A study conducted by a former Harvard undergraduate named Matthew Sachs has shown that people who get the chills while listening to music have different brain structures from those who don’t experience the sensation.
The study, entitled Brain Connectivity Reflects Human Aesthetic Responses to Music, has been published on Oxford Academic. It states that people who experience getting goosebumps and chills while listening to music have a denser volume of fibers that connect their auditory cortex to the areas of their brain that process emotions.
The denser fibers means that the auditory and emotion-processing areas of their brain are better able to communicate with each other, hence the stronger reaction they have to musical stimuli. Sachs also concluded that individuals who get the chills have a higher tendency to experience more intense emotions than those who don’t.
“The idea being that more fibers and increased efficiency between two regions means that you have more efficient processing between them,” Sachs stated.
To conduct the study, Sachs chose a total of 20 individuals (age range = 18–34; 8 males, 12 females; 18 right-handed persons, 1 left-handed person in each group) from a random group of 237 people who answered a survey that assesses “individuals’ background in and engagement with music.” Ten of the people he chose stated that they have experienced getting tingling sensations or goosebumps when listening to a particular song (the chill group), while the other ten are from those who said that they have no such experience (the no chill group).

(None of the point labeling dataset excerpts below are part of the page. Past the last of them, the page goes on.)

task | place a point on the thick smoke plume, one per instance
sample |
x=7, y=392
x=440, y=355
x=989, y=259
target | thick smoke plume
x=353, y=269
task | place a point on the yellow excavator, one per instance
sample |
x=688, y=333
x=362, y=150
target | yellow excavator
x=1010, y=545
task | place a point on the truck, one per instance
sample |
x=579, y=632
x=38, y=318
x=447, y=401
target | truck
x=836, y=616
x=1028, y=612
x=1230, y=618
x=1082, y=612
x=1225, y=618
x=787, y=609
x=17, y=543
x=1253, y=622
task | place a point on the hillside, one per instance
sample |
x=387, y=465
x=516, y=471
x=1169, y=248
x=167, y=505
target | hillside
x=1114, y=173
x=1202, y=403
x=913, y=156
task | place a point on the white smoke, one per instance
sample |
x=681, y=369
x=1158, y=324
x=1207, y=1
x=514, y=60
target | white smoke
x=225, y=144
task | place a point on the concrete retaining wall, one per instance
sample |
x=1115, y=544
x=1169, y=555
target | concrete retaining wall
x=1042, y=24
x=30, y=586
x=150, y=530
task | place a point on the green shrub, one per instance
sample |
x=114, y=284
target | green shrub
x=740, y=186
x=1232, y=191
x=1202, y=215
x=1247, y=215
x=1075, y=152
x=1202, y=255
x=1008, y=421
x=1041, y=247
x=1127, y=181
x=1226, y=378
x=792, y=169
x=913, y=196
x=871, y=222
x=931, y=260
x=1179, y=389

The study participants were then asked to submit 3-5 songs—for the chill group, songs that always give them goosebumps; for the no chill group, songs that they enjoy the most. The resulting list included songs like Coldplay’s “Strawberry Swing”, Bon Iver’s “Flume”, Kanye West’s “Power”, N’Sync’s “This I Promise You”, The Beatles’ “Revolution”, and many others.
Each participant were made to listen to 3 of the songs they listed and 3 songs listed by other people (for a total of 6 songs). According to the article:
“While listening to each excerpt, participants rated their emotional responses using a slide rule ranging from 0 to 10 (0 = neutral/no pleasure, 10 = high pleasure). If a chill occurred, participants were instructed to press and hold the space bar on the keyboard for the duration of the chill.”
Sachs also used Diffusion Tensor Imaging (DTI), a kind of MRI-based technique, to scan the brains of each participant.
While the study only deals with human response to sounds, Sachs believes that the results of his research can inform scientific and philosophical theories on the “evolutionary origins of human aesthetics.” He said that the study could help researchers figure out why music and other forms of art is an indispensable artifact that exists in all human cultures in history.